# handbrake tivo profile



## tomm1079 (May 10, 2005)

I been looking around for a handbrake profile for tivo. I only found the command line ones here: http://code.google.com/p/streambaby/wiki/video_compatibility

Anyone have ideas what we should use if we are using the GUI interface?


----------



## jcthorne (Jan 28, 2002)

x264, AVC level 4.1 with 4 ref frames. Limit to 720x480 for SD and dvd sources. AC3 5.1 DD audio. Usually passthrough AC3 works fine from DVD source.

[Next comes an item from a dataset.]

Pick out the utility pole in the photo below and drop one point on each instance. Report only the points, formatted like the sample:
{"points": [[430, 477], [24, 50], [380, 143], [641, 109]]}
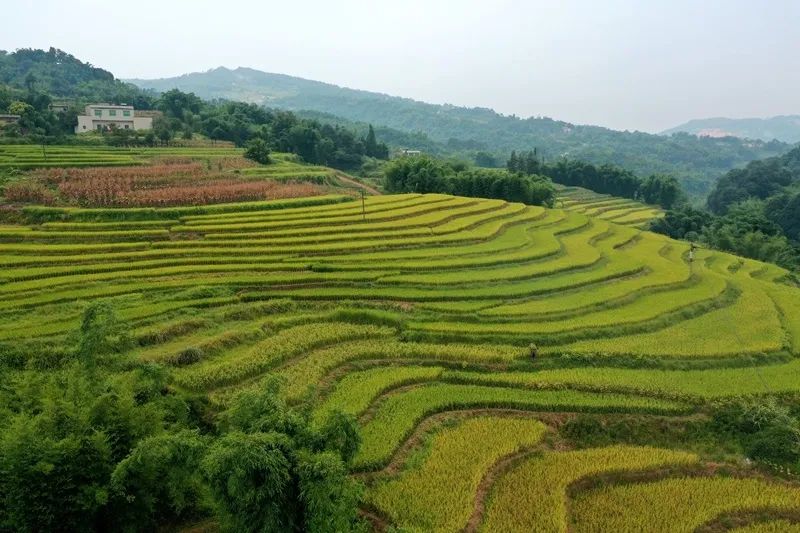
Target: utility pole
{"points": [[363, 208]]}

If I forgot something, sure someone else will chime in.


----------



## westside_guy (Mar 13, 2005)

Depends on the Tivo. For my TivoHD, I started with the high profile preset, then bumped the Constant Quality RF to 19 (was 20), motion estimation to UMH, Subpixel ME to 9 (was 7), Motion Estimation Range to 32 (was 16). I leave the reference frames and b-frames at 3 - anything above that and I'll start to see occasional AV sync issues; plus the new-ish b-adapt tuning in x264 means large b-frame numbers are no longer useful (according to the x.264 dev).

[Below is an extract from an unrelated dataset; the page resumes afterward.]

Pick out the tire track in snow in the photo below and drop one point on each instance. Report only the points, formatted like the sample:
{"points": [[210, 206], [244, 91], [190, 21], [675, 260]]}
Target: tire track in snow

Basically when I'm done, the advanced x264 option string is:

b-adapt=2:rc-lookahead=50:me=umh:subq=9:merange=32:analyse=all

On a 3.06GHz i3 iMac (with 4GB RAM) these settings encode roughly in real time - a 2 hour movie takes 2 hours. On an older Core 2 Duo MacBook Pro, these same settings take about 6 hours for that same movie. 

Those command line arguments on the streambaby pages are several years old, and a lot of what they did is apparently unnecessary due to advances in how x264 works by default. Additionally, those recipes were constant bitrate while constant quality is a better choice according to most people.

Oh and set detelecine to default, decomb to default, and anamorphic to "strict" - they used to say "loose" was better, but the handbrake guys seem to have done an about-face. Also, for animated stuff I set the deblocking to 1:1, otherwise I leave it at 0:0.

I usually save two audio tracks - one is the pass-through AC3 track (unchanged obviously), the other is a down-mixed stereo track at 160kbps.


----------



## Joe Siegler (May 10, 2000)

This post is almost four years old now. Anyone have any more recent experience with Roamio boxes?

Tkx.


----------



## jcthorne (Jan 28, 2002)

Joe Siegler said:


> This post is almost four years old now. Anyone have any more recent experience with Roamio boxes?
> 
> Tkx.


Roamio supports up to 1080p video and 640kbps AC-3 audio but not much else has changed.


----------